Кристина бросила на подругу отчаянный взгляд.
– Слишком поздно убивать его, – прошептала она устало.
– Но ты не сделала этого раньше. Может, ты все еще любишь его. Нет, дай мне договорить. Может, именно поэтому ты не можешь простить его? Скажи мне честно, что ты почувствовала, когда он сказал, сильно раскаивается?
– Гнев и злость. Его раскаяние ничего не изменит, не вернет назад время. Не спасет невинную жизнь. Он убил меня, Лиз. И, если бы я не выжила, то ему сейчас было бы намного спокойнее.
– Я тоже об этом думала. Твоя смерть стала бы для него одновременно избавлением и тяжким бременем. Уж я-то знаю, что это такое. Только однажды, проснувшись от очередного кошмара в полнейшей темноте и одиночестве, понимаешь, что отдала бы полжизни, за то, чтобы прошептать "Прости" и услышать в ответ " прощаю".
– Нет, я не доставлю ему такого удовольствия. Я столько лет страдала, прозябая в своем мире ночных кошмаров, так с чего мне освобождать его от подобной ноши? Я не святая, чтобы прощать.
– Только так ты сможешь освободиться. Я не стану убеждать тебя. Ты и сама все понимаешь, но ты не готова. Не забывай, что жизнь очень коротка.
– Для меня она кончилась восемь лет назад, Лиз. Не проси меня о невозможном.
Дэниэл Норман нервно постукивал костяшками пальцев по гладкой полированной поверхности стола, поглядывая на большой циферблат часов, которые висели прямо над головой Вадима Рязанцева, его давнишнего друга и адвоката семьи. Вадим напряженно стоял во главе стола, явно рассчитывая поскорее закончить процедуру оглашения, но опоздание одного из членов семьи не позволяло начать. Он сам не мог понять, что заставляет его так нервничать. Вадим знал содержание завещания, и именно поэтому испытывал нарастающее напряжение.
Адвокат смотрел на хранящего внешнюю невозмутимость Дэниэла Нормана, и раздраженную Мэдисон, разодевшейся в пух и прах ради столь важного события. Рязанцев не был хорошо знаком с сестрой покойного Джонатана, но ее красота не могла оставить его равнодушным. Она из тех женщин, которых невозможно забыть, увидев лишь однажды. Несомненно, Мэдисон знает, как хороша, и умеет пользоваться своей внешностью и родством с Джоном, и уж она наверняка полна надежд. Он сморщился, представив, как маска надменной напыщенности и ленивого ожидания спадет с искусно накрашенного лица, когда Мэд узнает о воле брата. Вадим был морально готов к различным искам и протестам.

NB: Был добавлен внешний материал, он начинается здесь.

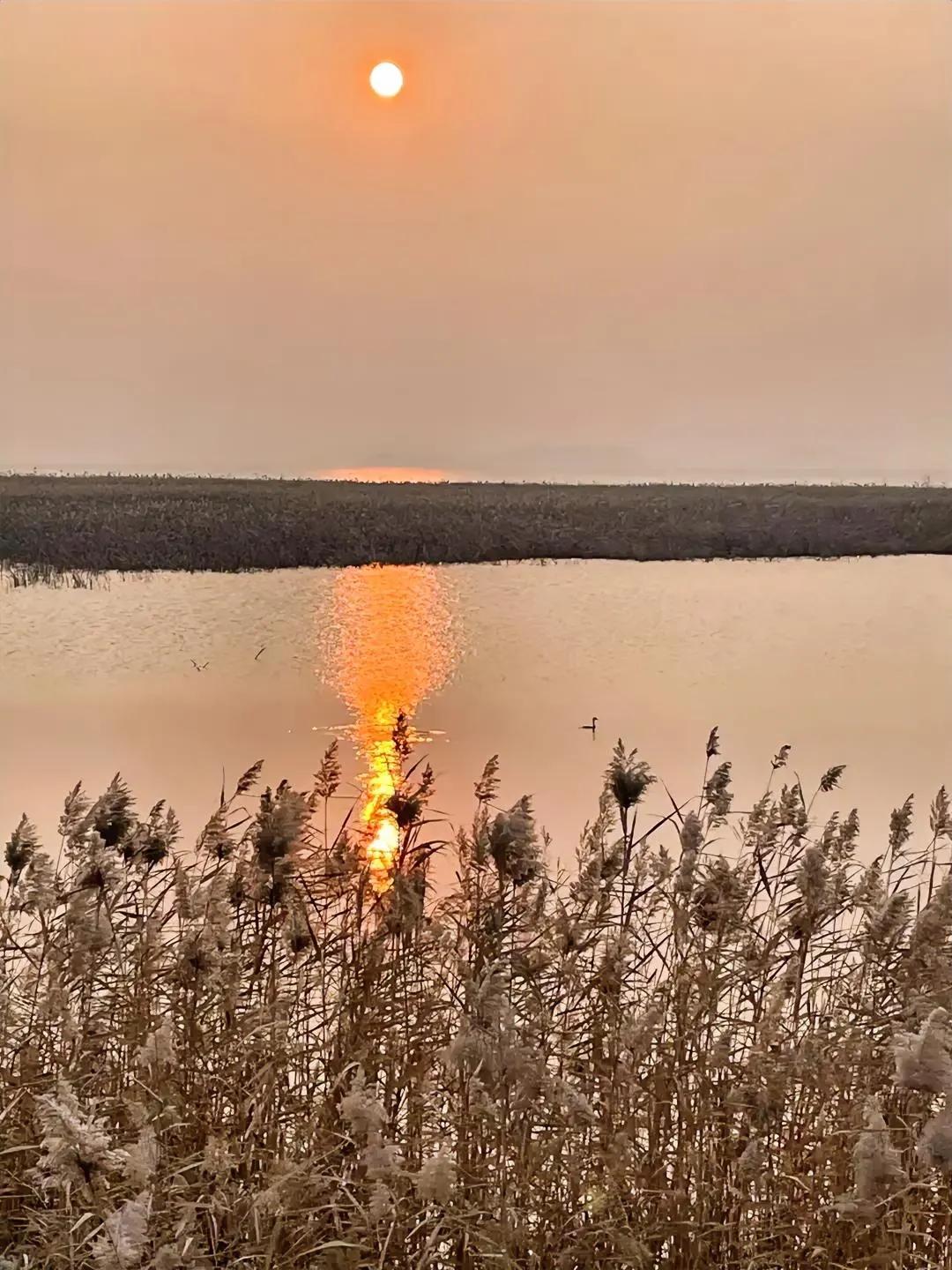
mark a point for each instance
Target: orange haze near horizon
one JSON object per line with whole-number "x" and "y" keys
{"x": 588, "y": 240}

Рязанцев перевел взгляд на Роберта. Интересно, почему Мэдисон не взяла фамилию мужа? Хотела сохранить статус сестры миллионера? Или ею двигало желание сохранить независимость даже в браке? В отличии от нервно курящего Дэниэла и разозленной длительным ожиданием Мэдисон, Роберт казался абсолютно собранным и спокойным. Вадим вздрогнул от неожиданности, когда Роберт откровенно зевнул и полез в карман джинсов за сигаретами. Спохватившись, мужчина извинился, сославшись на тяжелое утро. За полчаса ожидания Роберт ни разу не взглянул на жену. Сколько лет их браку? Десять? Точно не меньше. Возможно, они даже не спят вместе. Нужно бы поближе с ней познакомиться. И после оглашения у Вадима точно будет повод, она сама захочет продлить знакомство. Роберт вряд ли станет протестовать. Этакий холодный американец-трудяга с усталыми умными глазами. Он кажется скучным и даже пресным, но это впечатление обманчиво. Род деятельности Вадима, научил его хорошо разбираться в людях. Роберт из тех, кто прячет свой темперамент за маской серости и монотонности. Зачем же он женился на Мэдисон? Из-за денег? Любовь тут явно не причем. Вадим сам удивился своей заинтересованностью самой скромной персоной из собравшихся, самой скучающей и безучастной.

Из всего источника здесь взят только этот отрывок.